To this end, the centre appointed a resolution facilitator, described by Stitt as a quasi-mediator. Whoever comes to the centre with a dispute is required to spend three hours with the facilitator, usually over the phone, as a preliminary step before arbitration.
In labour relations, where Newman believes mediation is on everyone’s radar, it is the clients who are driving the change.

“There is a very interesting tension in the field,” observes Newman. “Many skilled arbitrators offer the option [of mediation] but we do not impose the option. In my view, it’s because we respect this critical fact: that it is the parties who are the experts and have the greatest insights into the intricacies and dynamics of their own workplace and collective agreements, so we also respect the parties’ choice of process.”

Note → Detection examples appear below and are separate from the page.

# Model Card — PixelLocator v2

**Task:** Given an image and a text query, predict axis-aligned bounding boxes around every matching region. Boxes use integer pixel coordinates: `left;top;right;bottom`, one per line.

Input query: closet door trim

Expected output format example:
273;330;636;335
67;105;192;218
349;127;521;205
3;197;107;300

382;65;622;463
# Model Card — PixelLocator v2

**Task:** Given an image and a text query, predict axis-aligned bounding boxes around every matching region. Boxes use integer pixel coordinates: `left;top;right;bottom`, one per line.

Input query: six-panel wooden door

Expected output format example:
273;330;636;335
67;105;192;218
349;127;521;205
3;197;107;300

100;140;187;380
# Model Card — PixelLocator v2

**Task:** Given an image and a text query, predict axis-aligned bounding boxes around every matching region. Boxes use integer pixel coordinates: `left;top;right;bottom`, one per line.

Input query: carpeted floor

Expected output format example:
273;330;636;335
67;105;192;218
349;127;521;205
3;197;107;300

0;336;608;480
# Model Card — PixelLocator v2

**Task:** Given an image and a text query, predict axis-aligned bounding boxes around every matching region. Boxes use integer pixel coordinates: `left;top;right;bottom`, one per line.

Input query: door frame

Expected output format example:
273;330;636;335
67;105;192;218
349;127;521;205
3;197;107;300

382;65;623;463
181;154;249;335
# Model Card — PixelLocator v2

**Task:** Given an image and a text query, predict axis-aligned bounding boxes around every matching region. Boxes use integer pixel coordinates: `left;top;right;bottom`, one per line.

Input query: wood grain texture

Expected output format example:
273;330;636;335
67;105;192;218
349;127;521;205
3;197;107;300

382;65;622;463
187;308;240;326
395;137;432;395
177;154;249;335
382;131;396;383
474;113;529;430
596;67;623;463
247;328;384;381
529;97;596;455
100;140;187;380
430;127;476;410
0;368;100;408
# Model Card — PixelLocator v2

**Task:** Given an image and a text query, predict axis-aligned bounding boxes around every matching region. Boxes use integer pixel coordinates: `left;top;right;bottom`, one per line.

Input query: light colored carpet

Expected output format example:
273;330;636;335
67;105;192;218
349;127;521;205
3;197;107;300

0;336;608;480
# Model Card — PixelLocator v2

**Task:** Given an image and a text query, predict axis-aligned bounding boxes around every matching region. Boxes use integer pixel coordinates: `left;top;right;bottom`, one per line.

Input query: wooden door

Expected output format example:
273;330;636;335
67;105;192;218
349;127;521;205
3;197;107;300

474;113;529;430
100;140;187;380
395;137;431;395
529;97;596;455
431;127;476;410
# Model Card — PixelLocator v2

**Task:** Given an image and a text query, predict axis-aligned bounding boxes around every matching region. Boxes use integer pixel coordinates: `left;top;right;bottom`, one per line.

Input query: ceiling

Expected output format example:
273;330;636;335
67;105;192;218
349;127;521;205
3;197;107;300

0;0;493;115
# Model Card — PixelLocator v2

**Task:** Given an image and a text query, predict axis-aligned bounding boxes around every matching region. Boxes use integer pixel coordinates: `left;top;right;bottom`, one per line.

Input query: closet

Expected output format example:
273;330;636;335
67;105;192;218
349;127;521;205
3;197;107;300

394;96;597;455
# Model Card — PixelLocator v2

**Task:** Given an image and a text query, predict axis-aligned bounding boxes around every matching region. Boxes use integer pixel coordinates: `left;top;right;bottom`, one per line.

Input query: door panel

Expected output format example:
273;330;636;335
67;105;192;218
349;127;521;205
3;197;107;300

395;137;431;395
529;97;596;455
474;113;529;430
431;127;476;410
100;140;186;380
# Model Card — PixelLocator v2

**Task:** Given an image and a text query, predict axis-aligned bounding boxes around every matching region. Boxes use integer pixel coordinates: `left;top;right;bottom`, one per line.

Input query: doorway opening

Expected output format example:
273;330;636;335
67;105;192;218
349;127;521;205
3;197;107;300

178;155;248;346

Her description of the motivations behind the change could apply to many disputes that would benefit from a less adversarial approach
 “The parties have a longstanding continuing relationship that must be maintained. They need to find a way to live happily together and be productive.”

Newman believes that arbitration, by its nature, can produce hostilities that can thwart these designs. “The parties may resolve the battle but then go on to fight the war.”